Since its inception in 1993, the clinic thrived under the tutelage of Monique Prince, who worked as an executive legal secretary, managing the emergency hotline and serving as an advocate for victims of abuse. Over the years, she saw the clinic expand its services to support Missourians who depended on more extensive legal care. This development provided more avenues for student attorneys to broaden their apprenticeship.
“When I first started working there, we mostly did cases for women and children in domestic violence situations,” Prince said. “And then Mary started supervising guardianship work where students helped men and women who were terminally ill set up guardianship arrangements for their children, so that if they were to get really sick, and weren't able to take care of their children, the standby guardian could step in and take care of them until they got well or unfortunately, if they did pass away, then there would already be a guardian in place.”
When it reopens, Litton expects the clinic will continue to offer a broad range of services, including protecting victims of violence.
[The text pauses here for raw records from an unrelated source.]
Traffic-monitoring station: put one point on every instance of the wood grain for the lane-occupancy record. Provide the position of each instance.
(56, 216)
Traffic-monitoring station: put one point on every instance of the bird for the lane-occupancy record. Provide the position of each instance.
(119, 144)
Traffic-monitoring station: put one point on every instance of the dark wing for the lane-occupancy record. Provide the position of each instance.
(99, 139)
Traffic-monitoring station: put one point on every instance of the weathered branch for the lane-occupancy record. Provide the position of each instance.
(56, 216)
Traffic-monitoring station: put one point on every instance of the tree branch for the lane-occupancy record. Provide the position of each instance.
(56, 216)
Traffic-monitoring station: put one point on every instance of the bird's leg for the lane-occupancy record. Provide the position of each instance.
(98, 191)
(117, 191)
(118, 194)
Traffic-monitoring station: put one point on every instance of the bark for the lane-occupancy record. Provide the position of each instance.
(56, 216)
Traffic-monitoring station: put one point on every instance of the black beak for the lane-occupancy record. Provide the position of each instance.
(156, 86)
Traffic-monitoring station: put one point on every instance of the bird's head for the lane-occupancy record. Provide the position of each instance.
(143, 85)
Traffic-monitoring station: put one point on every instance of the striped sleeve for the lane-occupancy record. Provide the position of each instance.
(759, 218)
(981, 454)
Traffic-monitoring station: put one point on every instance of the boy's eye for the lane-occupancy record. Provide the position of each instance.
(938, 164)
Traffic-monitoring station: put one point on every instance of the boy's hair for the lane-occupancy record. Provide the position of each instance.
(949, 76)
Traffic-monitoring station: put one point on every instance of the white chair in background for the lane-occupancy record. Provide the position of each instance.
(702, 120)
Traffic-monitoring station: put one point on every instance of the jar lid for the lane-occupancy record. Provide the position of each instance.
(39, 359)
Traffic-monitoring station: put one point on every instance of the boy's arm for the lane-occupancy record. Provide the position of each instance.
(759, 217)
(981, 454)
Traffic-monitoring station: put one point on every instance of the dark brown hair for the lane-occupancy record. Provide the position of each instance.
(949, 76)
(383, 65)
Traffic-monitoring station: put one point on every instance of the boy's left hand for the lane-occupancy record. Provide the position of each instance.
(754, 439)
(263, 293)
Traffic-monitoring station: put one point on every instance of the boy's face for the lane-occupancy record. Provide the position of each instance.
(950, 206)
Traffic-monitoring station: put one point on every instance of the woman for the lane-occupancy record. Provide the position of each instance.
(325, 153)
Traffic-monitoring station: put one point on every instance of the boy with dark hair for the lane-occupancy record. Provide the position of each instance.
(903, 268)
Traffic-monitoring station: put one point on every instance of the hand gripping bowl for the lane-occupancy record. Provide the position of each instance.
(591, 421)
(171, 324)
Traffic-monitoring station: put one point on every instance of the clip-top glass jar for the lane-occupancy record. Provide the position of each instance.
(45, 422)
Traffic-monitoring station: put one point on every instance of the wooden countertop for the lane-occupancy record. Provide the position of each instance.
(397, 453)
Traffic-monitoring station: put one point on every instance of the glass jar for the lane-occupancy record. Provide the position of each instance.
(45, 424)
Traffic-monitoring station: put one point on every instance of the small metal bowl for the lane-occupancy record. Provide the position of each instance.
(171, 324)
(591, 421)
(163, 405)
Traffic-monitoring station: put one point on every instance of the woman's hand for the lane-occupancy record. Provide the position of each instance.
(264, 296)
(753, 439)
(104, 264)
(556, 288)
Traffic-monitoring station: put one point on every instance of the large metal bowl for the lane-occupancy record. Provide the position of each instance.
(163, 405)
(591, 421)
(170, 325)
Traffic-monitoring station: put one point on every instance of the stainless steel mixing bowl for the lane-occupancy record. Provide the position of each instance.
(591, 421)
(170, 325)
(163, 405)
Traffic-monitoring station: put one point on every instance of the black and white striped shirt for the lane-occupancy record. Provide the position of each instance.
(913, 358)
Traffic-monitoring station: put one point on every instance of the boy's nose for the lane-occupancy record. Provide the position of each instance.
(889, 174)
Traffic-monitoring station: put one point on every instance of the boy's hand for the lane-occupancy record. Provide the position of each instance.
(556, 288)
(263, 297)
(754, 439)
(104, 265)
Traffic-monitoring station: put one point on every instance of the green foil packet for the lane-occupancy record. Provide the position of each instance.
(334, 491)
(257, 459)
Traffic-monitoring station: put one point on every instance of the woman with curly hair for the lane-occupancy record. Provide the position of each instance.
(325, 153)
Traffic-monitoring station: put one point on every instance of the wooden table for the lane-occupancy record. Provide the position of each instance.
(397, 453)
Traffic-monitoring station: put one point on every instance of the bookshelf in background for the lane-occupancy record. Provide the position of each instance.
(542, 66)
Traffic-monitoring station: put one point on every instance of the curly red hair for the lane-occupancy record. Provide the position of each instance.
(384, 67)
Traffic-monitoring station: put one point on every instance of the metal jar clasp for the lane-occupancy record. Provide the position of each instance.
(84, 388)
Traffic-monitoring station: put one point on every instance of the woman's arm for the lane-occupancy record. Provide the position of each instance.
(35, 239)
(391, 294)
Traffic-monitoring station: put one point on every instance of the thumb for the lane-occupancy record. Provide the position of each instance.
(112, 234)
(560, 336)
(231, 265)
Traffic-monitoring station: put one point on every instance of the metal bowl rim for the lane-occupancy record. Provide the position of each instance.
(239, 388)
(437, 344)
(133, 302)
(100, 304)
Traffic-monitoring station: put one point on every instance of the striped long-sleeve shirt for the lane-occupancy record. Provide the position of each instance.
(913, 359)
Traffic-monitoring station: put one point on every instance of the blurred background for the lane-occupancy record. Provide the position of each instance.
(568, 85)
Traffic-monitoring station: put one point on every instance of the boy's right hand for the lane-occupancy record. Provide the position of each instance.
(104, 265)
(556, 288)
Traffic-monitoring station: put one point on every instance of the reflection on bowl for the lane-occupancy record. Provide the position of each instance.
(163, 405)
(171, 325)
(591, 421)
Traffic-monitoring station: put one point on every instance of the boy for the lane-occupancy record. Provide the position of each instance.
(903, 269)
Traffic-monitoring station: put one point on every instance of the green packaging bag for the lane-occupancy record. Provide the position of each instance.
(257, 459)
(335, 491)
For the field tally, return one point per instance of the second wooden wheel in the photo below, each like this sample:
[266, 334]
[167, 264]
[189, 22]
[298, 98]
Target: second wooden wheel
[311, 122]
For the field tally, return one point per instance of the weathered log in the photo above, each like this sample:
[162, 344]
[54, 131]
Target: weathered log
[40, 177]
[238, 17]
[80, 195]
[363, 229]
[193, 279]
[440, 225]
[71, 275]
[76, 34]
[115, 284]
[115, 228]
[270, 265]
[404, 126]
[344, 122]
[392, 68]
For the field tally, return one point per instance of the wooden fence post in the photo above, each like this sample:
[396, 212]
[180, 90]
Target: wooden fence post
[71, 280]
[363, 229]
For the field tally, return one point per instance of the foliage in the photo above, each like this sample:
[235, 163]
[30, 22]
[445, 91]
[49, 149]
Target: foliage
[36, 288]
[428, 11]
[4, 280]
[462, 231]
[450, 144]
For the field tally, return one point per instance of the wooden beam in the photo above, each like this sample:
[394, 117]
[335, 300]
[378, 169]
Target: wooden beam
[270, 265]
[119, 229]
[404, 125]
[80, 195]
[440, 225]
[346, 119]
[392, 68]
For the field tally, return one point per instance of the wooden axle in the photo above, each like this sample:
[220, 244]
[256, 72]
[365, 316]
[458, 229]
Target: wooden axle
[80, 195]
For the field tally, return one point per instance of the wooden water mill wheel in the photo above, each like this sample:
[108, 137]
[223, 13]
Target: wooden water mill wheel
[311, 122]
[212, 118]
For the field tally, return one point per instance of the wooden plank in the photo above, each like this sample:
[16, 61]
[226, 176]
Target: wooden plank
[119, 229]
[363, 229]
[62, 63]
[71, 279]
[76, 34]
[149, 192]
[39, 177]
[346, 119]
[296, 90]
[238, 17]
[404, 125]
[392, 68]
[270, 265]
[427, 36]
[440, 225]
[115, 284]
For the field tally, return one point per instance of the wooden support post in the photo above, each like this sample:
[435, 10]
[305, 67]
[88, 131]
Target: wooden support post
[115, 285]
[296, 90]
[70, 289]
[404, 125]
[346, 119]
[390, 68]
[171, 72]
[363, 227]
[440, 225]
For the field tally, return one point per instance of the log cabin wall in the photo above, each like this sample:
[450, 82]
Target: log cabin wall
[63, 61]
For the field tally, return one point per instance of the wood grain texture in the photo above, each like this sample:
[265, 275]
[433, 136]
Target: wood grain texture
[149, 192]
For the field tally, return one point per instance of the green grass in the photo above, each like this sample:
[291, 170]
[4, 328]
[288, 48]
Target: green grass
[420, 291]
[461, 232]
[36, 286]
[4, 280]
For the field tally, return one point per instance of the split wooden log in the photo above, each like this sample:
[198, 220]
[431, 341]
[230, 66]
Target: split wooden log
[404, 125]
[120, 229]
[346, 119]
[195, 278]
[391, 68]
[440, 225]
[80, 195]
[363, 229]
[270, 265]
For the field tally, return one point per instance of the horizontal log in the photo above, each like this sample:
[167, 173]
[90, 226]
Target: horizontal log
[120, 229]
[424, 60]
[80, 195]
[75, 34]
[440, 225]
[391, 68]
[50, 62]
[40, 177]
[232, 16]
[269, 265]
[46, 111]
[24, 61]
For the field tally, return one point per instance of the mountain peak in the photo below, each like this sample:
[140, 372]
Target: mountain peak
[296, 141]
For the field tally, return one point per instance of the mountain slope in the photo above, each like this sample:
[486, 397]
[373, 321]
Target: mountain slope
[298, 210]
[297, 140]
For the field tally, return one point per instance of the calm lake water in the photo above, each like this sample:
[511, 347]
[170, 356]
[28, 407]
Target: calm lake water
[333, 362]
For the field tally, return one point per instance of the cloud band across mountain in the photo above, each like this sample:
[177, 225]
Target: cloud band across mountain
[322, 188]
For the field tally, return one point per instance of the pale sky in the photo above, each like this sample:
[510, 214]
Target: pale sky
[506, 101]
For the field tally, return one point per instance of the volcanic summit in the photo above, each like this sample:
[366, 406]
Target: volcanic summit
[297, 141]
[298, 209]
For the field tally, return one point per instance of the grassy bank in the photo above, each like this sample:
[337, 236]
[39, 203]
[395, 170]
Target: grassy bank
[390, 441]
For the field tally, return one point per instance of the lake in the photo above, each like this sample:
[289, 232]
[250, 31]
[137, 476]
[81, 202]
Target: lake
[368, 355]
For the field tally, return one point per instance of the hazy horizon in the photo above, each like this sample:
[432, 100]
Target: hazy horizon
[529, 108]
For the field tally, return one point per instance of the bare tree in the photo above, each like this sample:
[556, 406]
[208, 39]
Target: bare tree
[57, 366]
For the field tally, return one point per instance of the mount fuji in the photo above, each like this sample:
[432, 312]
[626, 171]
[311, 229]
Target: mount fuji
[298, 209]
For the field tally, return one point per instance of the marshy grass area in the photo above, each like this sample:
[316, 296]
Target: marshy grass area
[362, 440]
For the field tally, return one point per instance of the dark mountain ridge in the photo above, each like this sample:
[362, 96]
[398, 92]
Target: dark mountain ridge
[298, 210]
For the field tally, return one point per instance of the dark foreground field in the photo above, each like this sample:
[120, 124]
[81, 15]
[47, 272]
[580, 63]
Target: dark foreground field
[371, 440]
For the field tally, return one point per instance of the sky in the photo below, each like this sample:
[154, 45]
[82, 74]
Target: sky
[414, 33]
He also anticipates offering additional services, which will depend on the expertise of the attorney hired as the clinic’s new director.
Over the span of the clinic’s original 27 years, students and alumni alike described their experience as formative work that made a mark early on in their legal educations and, ultimately, careers. In 2016, Mary Beck was awarded a William T. Kemper Fellowship for Teaching Excellence, the university’s most prestigious teaching award and one for which faculty must be nominated.
Among the support for Beck’s nomination for the award was a letter from Michele Koehly, who said her experience at the clinic shaped the trajectory of her law career.
“Today when I talk to law students asking for advice, I always inquire about any clinic programs offered at their school,” Koehly said. “My best advice to every law student is to do a clinic. Professor Beck and her Family Violence Clinic taught me how to practice law and the importance of actually committing myself not only to the case but also to the client. I am a firm believer that ethics cannot be ‘taught’ in the traditional sense, they have to be taught by example, which there’s no better example of that than Professor Beck.”